Example 5 (Comparative)

A plurality of thin films of copper having thicknesses of 120 μm are connected to three electrical connectors on one side or at the top as shown in FIGS. 4A and 4B. The connectors are joined to a conveyor which transports the plurality of thin films to a copper plating tank which includes one of the low internal stress, high ductility copper electroplating baths shown in tables 1 and 2 above. The thin films are secured to the conveyor only by means of the electrical connectors. When the thin copper films pass into one of the three copper plating baths, the electrical contacts are placed under a potential from an electric rail which makes electrical contact with the contacts joining the thin films of copper. Each panel is electroplated with a layer of copper 30 μm thick at a current density of 20ASD with DC. Electroplating is done at room temperature. During passage through the electroplating baths the thin films change their planar orientation due to contact with the aqueous plating baths as well as due to the continuous stirring of the baths during electroplating. The thin films are not copper plated in a single continuous plane as in Examples 2 and 4. After the thin films are plated with copper they pass out of the copper plating tanks, they are rinsed with tap water and examined for any warping. All of the samples had some observable signs of warping. The samples are then aged at room temperature for 24 hours. After 24 hours, the warping of all of the samples is more pronounced. The plated copper layers for most of the samples show signs of peeling from the thin film substrate.
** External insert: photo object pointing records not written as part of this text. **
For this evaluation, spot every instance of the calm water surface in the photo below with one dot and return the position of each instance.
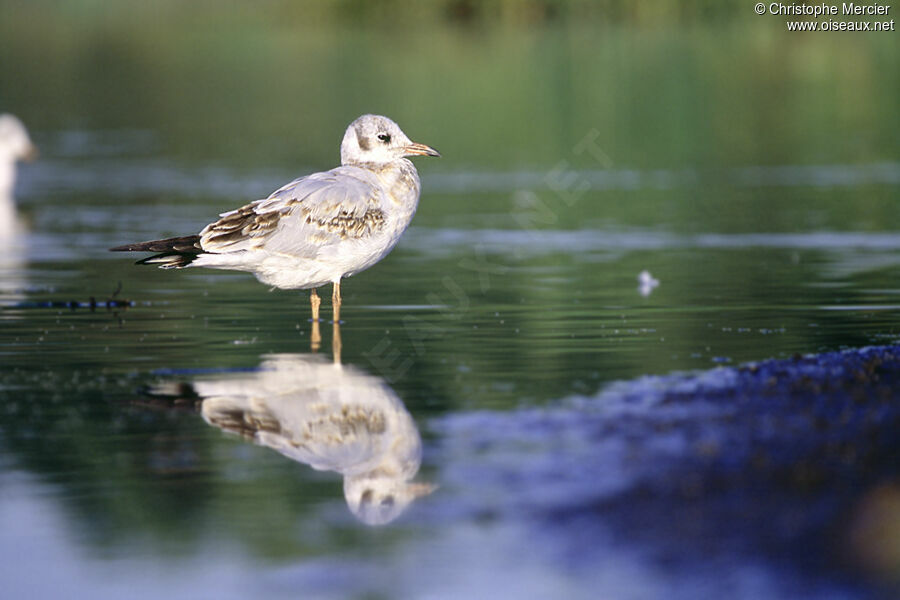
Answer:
(129, 394)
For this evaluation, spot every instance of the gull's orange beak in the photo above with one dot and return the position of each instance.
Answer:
(31, 154)
(420, 150)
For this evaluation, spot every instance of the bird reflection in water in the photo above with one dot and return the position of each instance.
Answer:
(328, 415)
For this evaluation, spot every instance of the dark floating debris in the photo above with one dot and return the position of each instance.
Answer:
(784, 471)
(112, 302)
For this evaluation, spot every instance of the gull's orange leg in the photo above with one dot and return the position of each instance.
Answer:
(336, 301)
(315, 338)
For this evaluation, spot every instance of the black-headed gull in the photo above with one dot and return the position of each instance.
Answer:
(317, 229)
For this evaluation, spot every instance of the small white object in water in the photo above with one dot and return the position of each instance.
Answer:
(646, 283)
(317, 229)
(15, 145)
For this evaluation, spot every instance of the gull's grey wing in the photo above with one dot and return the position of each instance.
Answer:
(303, 216)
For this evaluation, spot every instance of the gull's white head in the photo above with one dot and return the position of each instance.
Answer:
(373, 139)
(14, 141)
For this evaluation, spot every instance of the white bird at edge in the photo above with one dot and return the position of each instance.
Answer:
(15, 145)
(316, 229)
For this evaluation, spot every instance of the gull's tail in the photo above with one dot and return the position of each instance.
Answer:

All of the substrates have bowing.

Claims

1. A method of copper electroplating a thin film substrate comprising:

a) providing the thin film substrate;

b) attaching the thin film substrate to a securing means to inhibit substantially all motion of the thin film substrate in relation to the securing means;

c) attaching one or more electrical contacts to the thin film substrate;

d) passing the thin film substrate attached to the securing means and with the one or more electrical contacts through a low stress, high ductility acid copper electroplating bath wherein the thin film substrate and securing means with the one or more electrical contacts remain substantially in a single plane while passing through the copper electroplating bath; and

e) electroplating low stress, high ductility copper on the thin film substrate with the low stress, high ductility copper electroplating bath.

2. The method of claim 1, wherein the thin film substrate is 220 μm thick or less but greater than 0.

3. The method of claim 1, wherein the thin film substrate attached to the securing means is passed through the low stress, high ductility copper electroplating bath by a conveyor.

4. The method of claim 3, wherein the securing means is a plating jig joined to the conveyor.

5. The method of claim 1, wherein the securing means is a conveyor comprising a grove for securing the thin film substrate during electroplating.

6. The method of claim 1, wherein the securing means is a conveyor comprising a plurality of pairs of rolling balls securing the thin film substrate during electroplating.

7. The method of claim 1, wherein the low internal stress, high ductility acid copper electroplating bath comprises one or more sources of copper ions, an electrolyte, one or more branched polyalkylenimines, one or more accelerators and one or more suppressors.

8. The method of claim 1, wherein the low internal stress, high ductile acid copper electroplating bath comprises one or more sources of copper ions, an electrolyte, one or more polyallylamines, one or more accelerators and one or more suppressors.